One warning from my own shelf: I once grabbed no-name mica jars from Dollarama to save a few dollars. The color payoff was weak, and the grind was coarse enough that pendants came out faintly gritty on the back. Some cheap micas are great. That one wasn't, and at those prices you can't tell until you've poured. Stick to brands with reviews you can read.

Second: white and black opaque pigment

Boring. Essential. White turns any color pastel and opaque, black gives you depth and contrast, and between them they multiply your whole mica collection. A drop of white behind a translucent color layer is the difference between "craft project" and "product."

Castin' Craft opaque pigments are the classic — Michaels carries them, so does Amazon. Buy the bigger bottles; you'll use white faster than any other color you own. I go through roughly three whites for every one of anything else.

Third: a small liquid pigment kit

For solid, repeatable colors — the kind you need when someone orders three matching pairs of earrings — liquid pigment beats mica. It mixes in evenly with no streaks and no settling, so batch two looks like batch one.

Let's Resin and Limino both sell 15–20 bottle kits. They're concentrated: 2–3 drops per 1 oz (30 ml) does it, and going far past that risks a soft cure (how much is too much).

Fourth, maybe: alcohol inks

Beautiful, but specialized. If you're not doing petri art, dyed "agate" slices, or flowing abstract pieces, you may not need them at all.

If you are: Piñata inks are the resin-world standard, Ranger (Tim Holtz) inks are everywhere in craft stores.
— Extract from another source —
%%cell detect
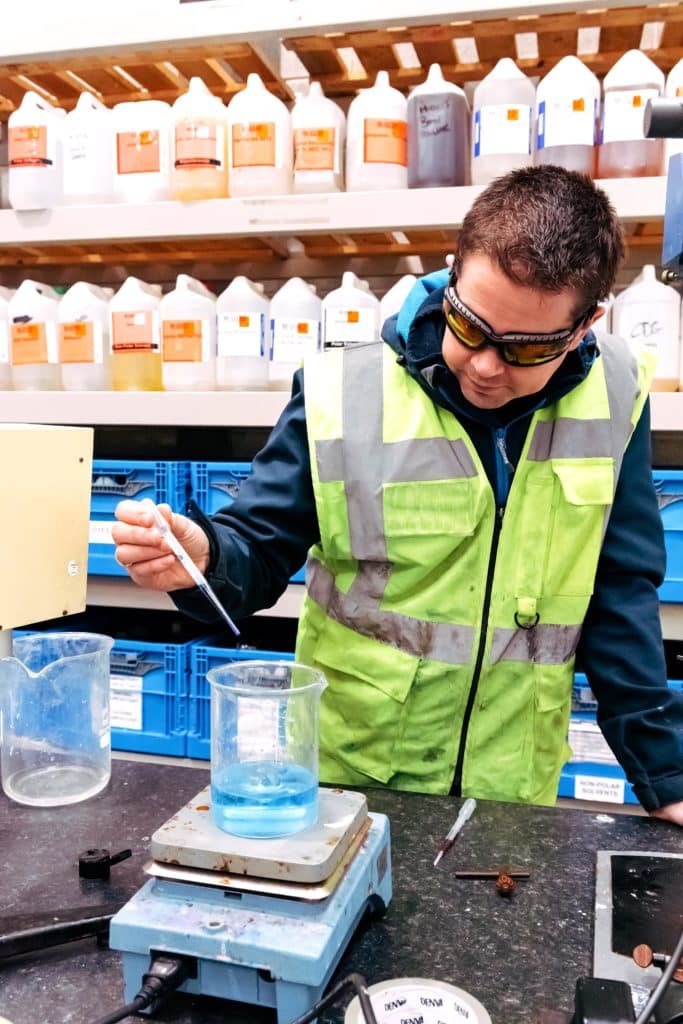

Start with three colors plus Piñata Blanco — the white is what makes petri effects sink and lace. Skip the 50-bottle ink sets; I bought one early on and used maybe six colors before the rest dried out in their bottles. That's real money evaporating in a drawer.

Worth a jar: glow powder

Glow-in-the-dark powder is a genuine crowd-pleaser at markets — kids gravitate to the glow pieces like moths. Buy strontium aluminate powder specifically, not zinc sulfide. Zinc glows for a few minutes; strontium glows all night. Full glow guide here.


What I'd skip entirely

Giant glitter tubs (you'll use a pinch a year), craft-store dye kits that don't say resin-compatible anywhere on the label, and anything water-based. Food coloring and watercolor inks will stop your resin curing — that's not a style choice, it's chemistry (what happens when resin doesn't cure).

And eyeshadow — fine as a fun experiment, not as a plan. Crushed shadow is mica plus binders and oils, and the binders sometimes leave a faint haze.


The whole starter list, priced out

A mica sampler (~$25), white and black opaques (~$20), and a small liquid kit (~$25) — that's about $70 CAD and it covers pearly, pastel, solid, and dark looks across basically every project type. Add inks and glow powder when a specific project demands them, not before.

Pair the pigments with a couple of well-made molds and you're set for months of pouring. The colorant matters, but the mold surface is what makes the color shine — literally. A glossy mold does half your finishing work for you.

What's in your pigment drawer that you actually reach for every week? I'm always curious whether other makers converge on the same four or five workhorses I did.